You know how I preach to you about my new-found positivity? How I’m searching for new ways to get a fresh perspective? How I’m smiling more and feel happier than I’ve been in years? How I’ve left those icky blues behind? Well, truth be told, I’ve been up and down, and this week I’ve found myself taking a turn to Negative Town.
It’s actually fascinating how easily one can fall back into a dark place, even when things are mostly good. When I think logically about the progress I’ve made in a month’s time, it’s difficult to understand how I can feel so negative. But I realize that sometimes my emotions can get the best of me, and I don’t even realize it until I’m already here.
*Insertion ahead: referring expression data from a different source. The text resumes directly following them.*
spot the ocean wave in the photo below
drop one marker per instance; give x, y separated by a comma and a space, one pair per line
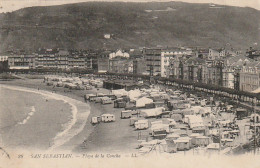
78, 118
30, 114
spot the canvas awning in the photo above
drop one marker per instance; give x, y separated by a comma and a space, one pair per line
143, 101
256, 91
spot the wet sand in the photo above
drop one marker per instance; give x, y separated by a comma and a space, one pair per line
115, 137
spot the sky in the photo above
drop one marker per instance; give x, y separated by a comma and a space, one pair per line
11, 5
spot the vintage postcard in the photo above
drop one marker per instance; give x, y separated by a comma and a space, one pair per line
133, 83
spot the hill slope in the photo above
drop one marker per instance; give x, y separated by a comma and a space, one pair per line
83, 26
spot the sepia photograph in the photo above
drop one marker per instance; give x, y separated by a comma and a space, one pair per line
129, 83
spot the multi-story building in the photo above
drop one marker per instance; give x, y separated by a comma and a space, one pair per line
21, 61
250, 76
91, 60
253, 54
76, 59
152, 57
167, 57
202, 53
139, 66
3, 58
119, 53
103, 61
193, 68
46, 58
121, 65
212, 73
216, 54
62, 59
232, 66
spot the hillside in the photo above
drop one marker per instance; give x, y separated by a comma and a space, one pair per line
83, 26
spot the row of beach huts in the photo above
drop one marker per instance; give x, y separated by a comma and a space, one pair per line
167, 120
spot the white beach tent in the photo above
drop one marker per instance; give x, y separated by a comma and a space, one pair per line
143, 101
256, 91
134, 94
120, 92
194, 121
151, 112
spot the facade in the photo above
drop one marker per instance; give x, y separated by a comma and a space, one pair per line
62, 59
76, 60
202, 53
212, 73
46, 58
3, 58
193, 68
250, 77
153, 61
119, 53
21, 61
232, 67
103, 62
253, 54
139, 66
121, 65
216, 54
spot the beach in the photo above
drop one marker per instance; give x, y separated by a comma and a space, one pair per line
115, 137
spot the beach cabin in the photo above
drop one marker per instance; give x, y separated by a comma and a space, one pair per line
241, 113
141, 124
126, 114
133, 120
172, 136
98, 99
108, 118
159, 130
171, 146
183, 143
227, 142
202, 141
213, 148
106, 100
119, 103
59, 84
142, 102
148, 113
95, 120
255, 118
88, 87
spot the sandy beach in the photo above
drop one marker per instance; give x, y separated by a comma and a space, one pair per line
116, 137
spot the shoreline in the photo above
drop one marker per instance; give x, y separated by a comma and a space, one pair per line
116, 137
78, 115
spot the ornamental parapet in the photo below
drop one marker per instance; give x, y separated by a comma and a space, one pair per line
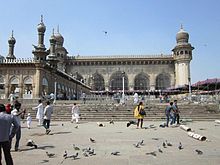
17, 60
120, 57
73, 79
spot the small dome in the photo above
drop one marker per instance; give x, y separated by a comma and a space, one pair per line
59, 38
182, 36
1, 57
41, 27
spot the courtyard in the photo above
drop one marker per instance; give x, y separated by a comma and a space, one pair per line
75, 138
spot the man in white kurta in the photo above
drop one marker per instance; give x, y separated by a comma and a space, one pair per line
40, 112
75, 113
Today, I woke up and skipped my morning work out. I laid around on the couch. I logged into work and felt like I was totally “phoning it in.” I was uninspired and slightly filled with dread. At about 1pm, I left my house for the first time with a full intention of driving myself right on through the takeaway line at P. Terry’s and order a burger, fries, and maybe even a milkshake. As I was driving, I realized that this is exactly how I’ve fallen off the health wagon in times past. Would it be the worst if I had ONE splurge at P. Terry’s on a week day? No. But knowing that I’ve splurged a lot lately, and feeling totally blah, I made a decision to change paths. To catch myself before I get in too deep.
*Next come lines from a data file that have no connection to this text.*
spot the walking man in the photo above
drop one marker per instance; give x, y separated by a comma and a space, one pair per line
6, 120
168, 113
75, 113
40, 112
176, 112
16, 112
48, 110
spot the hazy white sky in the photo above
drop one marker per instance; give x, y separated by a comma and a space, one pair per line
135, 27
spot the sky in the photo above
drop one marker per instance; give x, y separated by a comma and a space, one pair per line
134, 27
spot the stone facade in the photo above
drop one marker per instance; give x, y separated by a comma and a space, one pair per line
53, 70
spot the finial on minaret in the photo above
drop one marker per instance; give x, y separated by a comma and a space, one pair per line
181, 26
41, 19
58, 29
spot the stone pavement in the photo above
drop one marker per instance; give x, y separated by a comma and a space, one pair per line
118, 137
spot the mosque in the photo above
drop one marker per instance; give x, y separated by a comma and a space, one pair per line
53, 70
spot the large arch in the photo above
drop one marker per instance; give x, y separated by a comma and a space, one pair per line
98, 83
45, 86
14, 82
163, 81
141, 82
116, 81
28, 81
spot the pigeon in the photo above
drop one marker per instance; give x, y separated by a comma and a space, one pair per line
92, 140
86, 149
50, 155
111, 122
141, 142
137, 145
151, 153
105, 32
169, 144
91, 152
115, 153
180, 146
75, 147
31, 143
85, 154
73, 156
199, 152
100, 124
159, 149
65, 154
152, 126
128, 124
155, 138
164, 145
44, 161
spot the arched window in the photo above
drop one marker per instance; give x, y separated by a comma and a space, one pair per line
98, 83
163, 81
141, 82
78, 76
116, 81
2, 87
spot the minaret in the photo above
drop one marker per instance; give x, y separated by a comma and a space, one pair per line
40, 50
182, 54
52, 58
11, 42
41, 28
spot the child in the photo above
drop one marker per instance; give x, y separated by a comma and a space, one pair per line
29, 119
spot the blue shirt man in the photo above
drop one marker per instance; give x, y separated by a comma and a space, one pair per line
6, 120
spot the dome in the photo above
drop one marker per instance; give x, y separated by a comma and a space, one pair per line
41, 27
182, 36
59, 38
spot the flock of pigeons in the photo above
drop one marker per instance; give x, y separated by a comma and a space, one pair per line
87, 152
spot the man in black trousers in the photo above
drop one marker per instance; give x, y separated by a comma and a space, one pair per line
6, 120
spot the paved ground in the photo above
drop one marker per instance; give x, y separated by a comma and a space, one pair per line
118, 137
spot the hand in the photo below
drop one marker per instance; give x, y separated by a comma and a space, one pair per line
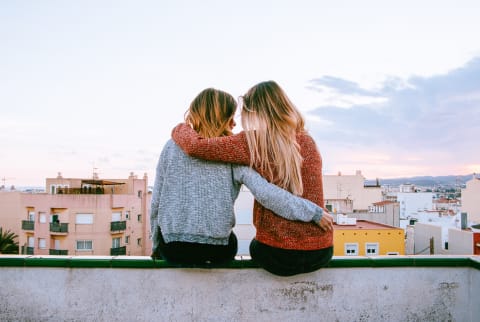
326, 222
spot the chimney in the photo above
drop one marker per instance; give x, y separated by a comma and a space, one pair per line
463, 222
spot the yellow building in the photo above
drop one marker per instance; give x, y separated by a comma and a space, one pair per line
367, 238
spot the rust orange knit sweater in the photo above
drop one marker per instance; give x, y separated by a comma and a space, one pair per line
271, 229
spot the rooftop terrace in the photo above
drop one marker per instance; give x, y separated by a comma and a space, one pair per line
123, 288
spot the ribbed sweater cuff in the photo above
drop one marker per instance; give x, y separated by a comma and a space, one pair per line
318, 215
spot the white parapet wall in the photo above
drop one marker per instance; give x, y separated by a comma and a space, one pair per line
380, 289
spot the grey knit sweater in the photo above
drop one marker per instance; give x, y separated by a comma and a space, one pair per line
193, 199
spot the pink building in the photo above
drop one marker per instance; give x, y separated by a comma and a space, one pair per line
81, 217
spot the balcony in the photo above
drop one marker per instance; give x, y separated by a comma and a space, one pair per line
58, 229
27, 250
58, 251
28, 225
118, 251
118, 226
384, 288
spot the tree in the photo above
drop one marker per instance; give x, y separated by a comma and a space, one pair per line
8, 245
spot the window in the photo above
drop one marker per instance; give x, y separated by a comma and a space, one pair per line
54, 218
84, 219
84, 245
116, 242
351, 249
42, 243
371, 249
116, 216
31, 241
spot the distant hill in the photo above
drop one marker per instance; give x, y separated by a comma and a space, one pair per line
425, 181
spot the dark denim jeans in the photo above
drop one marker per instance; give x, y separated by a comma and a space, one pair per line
288, 262
196, 253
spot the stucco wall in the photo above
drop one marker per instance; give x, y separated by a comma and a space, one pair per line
239, 294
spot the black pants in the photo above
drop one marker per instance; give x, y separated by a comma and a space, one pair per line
196, 253
288, 262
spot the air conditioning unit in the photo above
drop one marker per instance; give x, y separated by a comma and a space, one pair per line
345, 220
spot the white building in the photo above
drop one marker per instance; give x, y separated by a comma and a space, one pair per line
412, 204
350, 192
471, 199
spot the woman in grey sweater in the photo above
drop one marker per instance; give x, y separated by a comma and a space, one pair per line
192, 209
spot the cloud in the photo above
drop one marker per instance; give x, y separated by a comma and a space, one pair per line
419, 120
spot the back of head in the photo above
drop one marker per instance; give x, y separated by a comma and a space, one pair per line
271, 122
210, 113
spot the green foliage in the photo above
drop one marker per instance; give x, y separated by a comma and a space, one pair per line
8, 245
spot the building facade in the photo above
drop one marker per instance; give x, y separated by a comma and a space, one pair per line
82, 217
348, 193
366, 238
471, 199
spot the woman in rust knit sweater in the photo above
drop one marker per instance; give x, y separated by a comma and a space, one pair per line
276, 144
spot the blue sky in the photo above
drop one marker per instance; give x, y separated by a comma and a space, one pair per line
387, 87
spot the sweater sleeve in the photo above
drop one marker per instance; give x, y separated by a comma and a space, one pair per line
231, 149
278, 200
157, 188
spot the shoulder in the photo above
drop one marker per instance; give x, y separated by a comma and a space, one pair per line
308, 146
305, 140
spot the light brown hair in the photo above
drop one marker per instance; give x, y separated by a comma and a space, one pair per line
210, 113
271, 123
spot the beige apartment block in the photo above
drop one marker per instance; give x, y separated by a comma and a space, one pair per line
81, 217
348, 193
471, 199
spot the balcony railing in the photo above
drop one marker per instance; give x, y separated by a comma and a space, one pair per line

I turned the car around, and drove myself to the gym. I didn’t feel like working out, but I forced myself to do it anyway. I made a deal with myself: If I burned 500 calories, I could still reward myself with P. Terry’s afterwards. I burned the calories, and then ended up coming straight home to make a protein shake, skipping the french fried goodness that I had craved earlier. I opened up my laptop and responded to emails, poured myself a very tall glass of water, did the dishes, turned on the washing machine, checked the mail and handled a handful of other chores. I went and grabbed coffee with a friend. I touched base with another friend I haven’t spoken with in a while. I dusted off a new book, The Happiness Project, and placed it on the table to pick up when I have a second later. I turned my passiveness into action. And you know what? I felt better immediately.
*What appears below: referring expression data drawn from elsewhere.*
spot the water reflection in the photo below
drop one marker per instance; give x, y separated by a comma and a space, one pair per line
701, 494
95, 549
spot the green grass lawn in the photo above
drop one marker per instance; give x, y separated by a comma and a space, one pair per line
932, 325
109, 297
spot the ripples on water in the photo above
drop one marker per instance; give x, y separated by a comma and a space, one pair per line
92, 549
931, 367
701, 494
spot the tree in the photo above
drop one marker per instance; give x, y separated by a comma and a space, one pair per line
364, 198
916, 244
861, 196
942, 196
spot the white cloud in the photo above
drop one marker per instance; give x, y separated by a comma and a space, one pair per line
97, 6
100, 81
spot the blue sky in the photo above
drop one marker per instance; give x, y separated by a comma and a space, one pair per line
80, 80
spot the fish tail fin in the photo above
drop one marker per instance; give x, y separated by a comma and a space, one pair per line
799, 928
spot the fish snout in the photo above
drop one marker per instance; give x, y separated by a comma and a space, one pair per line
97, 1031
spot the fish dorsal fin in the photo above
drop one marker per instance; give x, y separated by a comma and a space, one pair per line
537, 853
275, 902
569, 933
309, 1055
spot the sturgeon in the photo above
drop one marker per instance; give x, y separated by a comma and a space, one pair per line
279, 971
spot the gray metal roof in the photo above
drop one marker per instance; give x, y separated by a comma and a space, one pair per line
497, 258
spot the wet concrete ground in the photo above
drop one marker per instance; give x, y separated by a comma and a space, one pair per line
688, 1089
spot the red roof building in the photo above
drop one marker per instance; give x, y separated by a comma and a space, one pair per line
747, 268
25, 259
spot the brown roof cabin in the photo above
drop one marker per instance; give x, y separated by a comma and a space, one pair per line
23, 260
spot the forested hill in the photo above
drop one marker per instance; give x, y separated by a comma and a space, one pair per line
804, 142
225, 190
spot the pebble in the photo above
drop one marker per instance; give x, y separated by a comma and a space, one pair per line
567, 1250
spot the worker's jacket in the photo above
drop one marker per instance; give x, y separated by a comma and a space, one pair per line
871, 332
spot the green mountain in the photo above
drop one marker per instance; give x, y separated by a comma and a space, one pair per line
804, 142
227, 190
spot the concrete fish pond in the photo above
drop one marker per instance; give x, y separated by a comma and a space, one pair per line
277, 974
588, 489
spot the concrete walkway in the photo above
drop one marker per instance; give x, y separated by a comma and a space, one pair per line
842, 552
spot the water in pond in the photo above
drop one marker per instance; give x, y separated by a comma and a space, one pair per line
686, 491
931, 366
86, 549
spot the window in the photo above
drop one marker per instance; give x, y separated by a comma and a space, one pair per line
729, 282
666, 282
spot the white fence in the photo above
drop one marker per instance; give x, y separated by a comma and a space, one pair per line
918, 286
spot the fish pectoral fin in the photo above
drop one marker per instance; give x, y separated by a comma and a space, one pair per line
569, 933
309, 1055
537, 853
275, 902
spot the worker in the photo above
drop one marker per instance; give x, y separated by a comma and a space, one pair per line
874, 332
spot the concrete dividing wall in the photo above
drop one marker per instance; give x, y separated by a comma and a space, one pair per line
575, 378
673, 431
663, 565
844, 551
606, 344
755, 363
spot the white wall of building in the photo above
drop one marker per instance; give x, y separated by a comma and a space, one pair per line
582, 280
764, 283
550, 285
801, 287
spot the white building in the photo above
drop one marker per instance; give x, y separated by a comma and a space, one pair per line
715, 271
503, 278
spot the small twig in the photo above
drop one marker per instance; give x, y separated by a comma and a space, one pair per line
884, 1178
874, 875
You see, sometimes when I feel down, I tend to hole up/wallow/spiral. I’ve known I need to break that habit for years now, and I see that when I get a little momentum under my belt early enough, I’m able to turn it around. No amount of P. Terry’s or wine or laying on the couch or complaining or negative thoughts will make me feel better. I have to make an effort, open myself up to positive thoughts, make good choices, and remember that there are things that I like to do and ways that I like to feel. And that’s how you get out of inertia and back into gold star, rose-colored glasses, rainbow sprinkles territory.